The Word for today:
I teach the Bible. I teach big classes, small classes, beginner's classes, advanced classes. But no matter the class, I have just one lesson plan:
And beginning with Moses and all the Prophets, he explained to them what was said in all the Scriptures concerning himself. (Luke 24:27)
That's it. That's the syllabus and the entire curriculum.
The verse is taken from an incident which occurred on the road to Emmaus, when a stranger happens alongside two disciples who were disheartened following the death of Jesus, and puzzled about reports they'd heard--that he was alive again.
So the stranger proceeded to give them a guided tour of Scripture. Starting in the beginning, then going verse by verse, he pointed out references to the Christ, the Savior.
It wasn't until they'd stopped for a meal that they realized the "stranger" was Jesus. All the way down the road, the stranger had been explaining things the Bible says about him!
Then, just as suddenly as he'd appeared beside them, he was gone. The two disciples asked each other, "Were not our hearts burning within us while he talked with us on the road and opened the Scriptures to us?" (Luke 24:32)

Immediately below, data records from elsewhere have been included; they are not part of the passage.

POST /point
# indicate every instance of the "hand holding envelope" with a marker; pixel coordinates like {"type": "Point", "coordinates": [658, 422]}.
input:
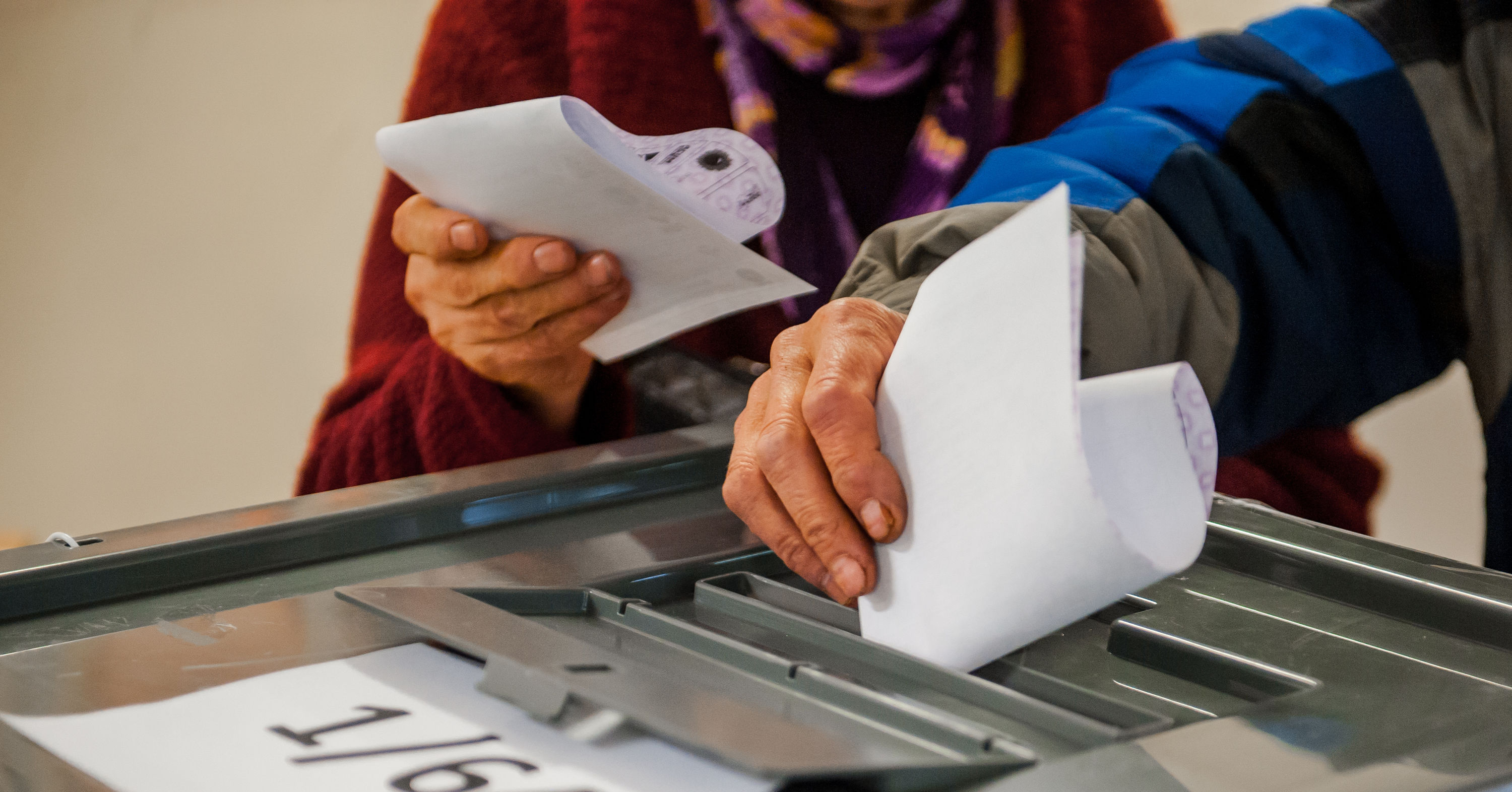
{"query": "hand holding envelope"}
{"type": "Point", "coordinates": [1032, 498]}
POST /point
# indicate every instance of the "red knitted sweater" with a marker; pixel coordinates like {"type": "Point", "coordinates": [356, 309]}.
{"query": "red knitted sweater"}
{"type": "Point", "coordinates": [406, 407]}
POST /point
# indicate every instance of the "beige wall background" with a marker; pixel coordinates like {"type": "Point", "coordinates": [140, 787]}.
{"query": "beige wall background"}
{"type": "Point", "coordinates": [186, 192]}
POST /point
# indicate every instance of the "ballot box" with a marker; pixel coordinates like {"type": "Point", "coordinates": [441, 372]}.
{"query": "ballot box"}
{"type": "Point", "coordinates": [605, 591]}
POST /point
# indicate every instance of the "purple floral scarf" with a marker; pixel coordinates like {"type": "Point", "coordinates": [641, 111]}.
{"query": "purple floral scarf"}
{"type": "Point", "coordinates": [977, 49]}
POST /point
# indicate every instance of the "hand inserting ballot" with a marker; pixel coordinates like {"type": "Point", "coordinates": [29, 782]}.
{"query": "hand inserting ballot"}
{"type": "Point", "coordinates": [806, 472]}
{"type": "Point", "coordinates": [513, 312]}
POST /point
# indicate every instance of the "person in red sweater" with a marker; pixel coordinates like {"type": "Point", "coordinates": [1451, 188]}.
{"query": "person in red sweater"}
{"type": "Point", "coordinates": [465, 350]}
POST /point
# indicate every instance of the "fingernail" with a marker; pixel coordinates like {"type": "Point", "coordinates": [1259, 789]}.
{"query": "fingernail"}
{"type": "Point", "coordinates": [599, 271]}
{"type": "Point", "coordinates": [849, 576]}
{"type": "Point", "coordinates": [465, 236]}
{"type": "Point", "coordinates": [876, 519]}
{"type": "Point", "coordinates": [552, 257]}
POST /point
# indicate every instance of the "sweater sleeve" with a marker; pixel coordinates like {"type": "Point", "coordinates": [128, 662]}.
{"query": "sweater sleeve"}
{"type": "Point", "coordinates": [407, 407]}
{"type": "Point", "coordinates": [1274, 206]}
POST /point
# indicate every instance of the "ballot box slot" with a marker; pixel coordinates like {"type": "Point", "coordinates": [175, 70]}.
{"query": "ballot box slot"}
{"type": "Point", "coordinates": [1379, 582]}
{"type": "Point", "coordinates": [1213, 667]}
{"type": "Point", "coordinates": [820, 629]}
{"type": "Point", "coordinates": [554, 652]}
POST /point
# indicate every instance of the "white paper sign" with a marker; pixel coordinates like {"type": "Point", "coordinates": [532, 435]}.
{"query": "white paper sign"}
{"type": "Point", "coordinates": [1033, 499]}
{"type": "Point", "coordinates": [675, 209]}
{"type": "Point", "coordinates": [400, 720]}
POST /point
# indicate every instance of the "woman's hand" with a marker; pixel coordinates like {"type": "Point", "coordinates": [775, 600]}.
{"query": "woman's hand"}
{"type": "Point", "coordinates": [513, 312]}
{"type": "Point", "coordinates": [806, 472]}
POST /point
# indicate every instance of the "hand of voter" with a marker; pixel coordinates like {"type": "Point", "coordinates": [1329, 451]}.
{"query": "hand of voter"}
{"type": "Point", "coordinates": [513, 312]}
{"type": "Point", "coordinates": [806, 472]}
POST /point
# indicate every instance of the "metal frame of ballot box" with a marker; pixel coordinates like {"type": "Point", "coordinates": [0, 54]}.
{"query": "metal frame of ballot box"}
{"type": "Point", "coordinates": [611, 579]}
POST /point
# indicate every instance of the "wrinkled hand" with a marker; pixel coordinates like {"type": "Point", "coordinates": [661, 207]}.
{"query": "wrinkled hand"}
{"type": "Point", "coordinates": [513, 312]}
{"type": "Point", "coordinates": [806, 472]}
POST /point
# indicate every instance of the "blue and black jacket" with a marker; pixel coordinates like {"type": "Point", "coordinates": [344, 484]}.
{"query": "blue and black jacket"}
{"type": "Point", "coordinates": [1314, 212]}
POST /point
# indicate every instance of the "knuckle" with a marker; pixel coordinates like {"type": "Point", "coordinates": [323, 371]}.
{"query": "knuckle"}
{"type": "Point", "coordinates": [512, 316]}
{"type": "Point", "coordinates": [787, 345]}
{"type": "Point", "coordinates": [787, 545]}
{"type": "Point", "coordinates": [859, 313]}
{"type": "Point", "coordinates": [849, 475]}
{"type": "Point", "coordinates": [536, 347]}
{"type": "Point", "coordinates": [826, 403]}
{"type": "Point", "coordinates": [779, 439]}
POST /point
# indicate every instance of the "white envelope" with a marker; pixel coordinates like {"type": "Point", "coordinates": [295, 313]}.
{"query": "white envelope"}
{"type": "Point", "coordinates": [555, 167]}
{"type": "Point", "coordinates": [1033, 499]}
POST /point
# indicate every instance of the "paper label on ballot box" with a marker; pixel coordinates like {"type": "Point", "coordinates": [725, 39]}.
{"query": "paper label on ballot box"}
{"type": "Point", "coordinates": [400, 720]}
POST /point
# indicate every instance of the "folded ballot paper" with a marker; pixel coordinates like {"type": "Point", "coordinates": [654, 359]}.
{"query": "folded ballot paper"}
{"type": "Point", "coordinates": [1035, 499]}
{"type": "Point", "coordinates": [675, 209]}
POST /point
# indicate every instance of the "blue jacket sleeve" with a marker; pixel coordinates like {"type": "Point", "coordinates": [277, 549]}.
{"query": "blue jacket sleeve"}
{"type": "Point", "coordinates": [1296, 161]}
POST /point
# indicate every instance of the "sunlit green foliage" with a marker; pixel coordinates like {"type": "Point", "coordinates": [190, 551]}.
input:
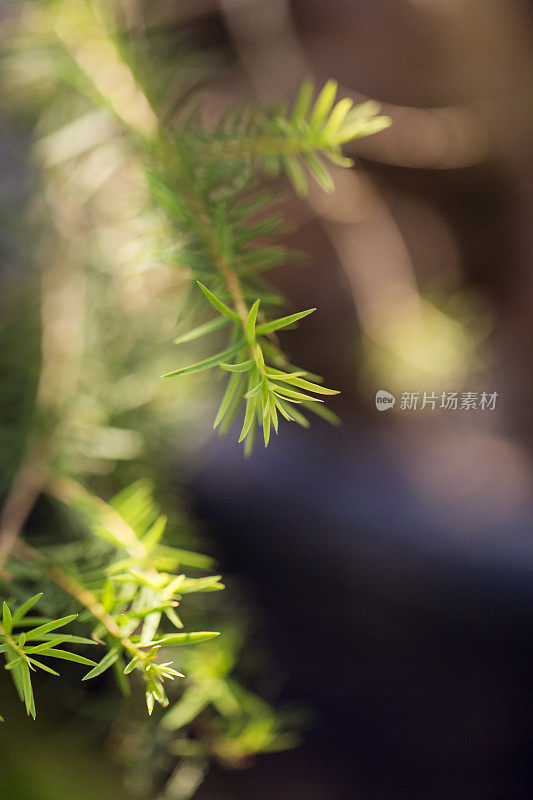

What we sometimes overlook is that all the things he explained about himself were from the Old Testament. (The New Testament had not yet been written.)
The disciples' hearts were burning because the Scriptures, which they'd studied all their lives, were for the first time opened to them.
You, too, will have your Road to Emmaus experience if you continue to systematically study the whole Bible. One day the key--Jesus--will be placed in your hand and the Old Testament will open before you as if you'd never seen it before. Suddenly, it's not about lambs and burning bushes; and it's not about Abraham and David. You will clearly see that those are just props and role players in the what the Bible really is--the Story Of Jesus.
When you return tomorrow, we'll pretend we're on the road to Emmaus with Jesus, as he points out the things concerning himself in the chapters that we are currently reading.
Until then, don't forget the key--or you won't get in.